Though the town of Falmouth, Massachusetts, was incorporated in 1686, the town did not have a formal congregational church until over 20 years later. The town's inhabitants largely belonged to the Congregational Church in Barnstable and worshiped in Falmouth at a "branch church." The first minister of the Falmouth community was, Jonathan Dunham, a lay preacher, who served from about 1677 to 1684. He was followed by another lay preacher, Samuel Shiverick, a Huguenot refugee, who served from about 1687 to 1703. The first meeting house was probably built between 1690 and 1700. In 1707 Josiah Metcalf was called to serve as the minister. On October, 10, 1708, the First Congregational Church in Falmouth, was formally gathered and Josiah Metcalf was ordained as the church's first minister. He served as the minister until his death in 1723. In 1717 the second meeting house was constructed to replace the first.
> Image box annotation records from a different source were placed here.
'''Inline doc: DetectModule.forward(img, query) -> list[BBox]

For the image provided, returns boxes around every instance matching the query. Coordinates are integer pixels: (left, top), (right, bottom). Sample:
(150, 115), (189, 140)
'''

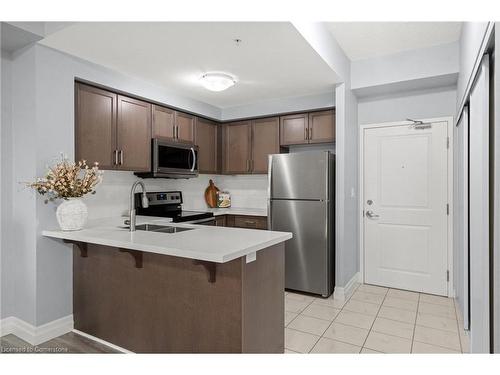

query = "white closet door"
(469, 55), (490, 353)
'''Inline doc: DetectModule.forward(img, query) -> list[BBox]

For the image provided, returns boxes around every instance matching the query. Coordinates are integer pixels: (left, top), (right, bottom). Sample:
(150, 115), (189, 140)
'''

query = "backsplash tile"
(84, 171), (267, 219)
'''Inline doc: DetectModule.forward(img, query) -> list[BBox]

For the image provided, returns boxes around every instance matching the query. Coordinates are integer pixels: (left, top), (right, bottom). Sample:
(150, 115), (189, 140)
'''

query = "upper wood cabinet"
(223, 117), (280, 174)
(309, 110), (335, 143)
(194, 117), (219, 173)
(251, 117), (280, 173)
(222, 121), (252, 174)
(280, 110), (335, 146)
(116, 95), (151, 172)
(175, 111), (195, 143)
(75, 83), (117, 169)
(152, 104), (175, 139)
(75, 83), (151, 172)
(280, 113), (309, 146)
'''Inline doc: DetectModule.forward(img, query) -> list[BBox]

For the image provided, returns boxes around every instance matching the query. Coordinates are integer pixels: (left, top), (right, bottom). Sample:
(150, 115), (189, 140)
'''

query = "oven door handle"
(191, 147), (196, 172)
(184, 216), (215, 224)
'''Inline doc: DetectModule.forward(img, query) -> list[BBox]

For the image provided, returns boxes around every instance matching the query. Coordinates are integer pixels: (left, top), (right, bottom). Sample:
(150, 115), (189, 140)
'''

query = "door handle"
(366, 210), (380, 219)
(191, 147), (196, 172)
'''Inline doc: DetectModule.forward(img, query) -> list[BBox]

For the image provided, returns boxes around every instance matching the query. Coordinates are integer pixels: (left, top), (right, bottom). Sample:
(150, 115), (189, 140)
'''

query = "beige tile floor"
(285, 284), (469, 353)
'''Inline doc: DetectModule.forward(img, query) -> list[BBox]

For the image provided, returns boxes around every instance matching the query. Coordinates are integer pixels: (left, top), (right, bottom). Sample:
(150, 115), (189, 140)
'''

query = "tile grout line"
(309, 284), (362, 353)
(360, 288), (389, 353)
(453, 298), (464, 354)
(410, 293), (422, 354)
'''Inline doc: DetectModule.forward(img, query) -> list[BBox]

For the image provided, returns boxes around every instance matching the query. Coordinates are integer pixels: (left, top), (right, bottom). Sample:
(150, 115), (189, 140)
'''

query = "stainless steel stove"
(135, 191), (215, 225)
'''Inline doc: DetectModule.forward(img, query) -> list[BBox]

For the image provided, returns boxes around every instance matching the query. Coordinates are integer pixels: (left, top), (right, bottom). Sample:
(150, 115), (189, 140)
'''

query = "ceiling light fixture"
(200, 73), (236, 91)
Construction on the third meeting house, known as the meeting house on the green, was completed in 1750 after eight years of discussion during church meetings.
A church library was established in 1789. By 1791 the church building was in disrepair; the fourth, and final, meeting house constructed to replace the 1750 building, was completed in 1796. The church purchased a bell from Paul Revere for the new building; the bell is still housed at the church today. In 1821, 77 members withdrew over theological differences with Rev. Henry Lincoln and his adoption of a particularly strict Confession of Faith. They formed the East End Church in Hatchville. Even after Rev. Lincoln was forced to resign in 1823, the church continued to lose members over his theological beliefs, with many being dismissed to the Methodist Episcopal Church in Falmouth. In 1824 the church established a Sunday school. In 1833, nine members withdrew to form the North Falmouth Congregational Church; it appears that these members disagreed with the church's adoption of a strict temperance resolution. In 1837 the first church missionary society was founded. In 1857 the meeting house was deconstructed and rebuilt, with significant changes done to the steeple, windows, and pews, on its present location.
The First Congregational Church in Falmouth continues to serve the local community and is now a member of the United Church of Christ.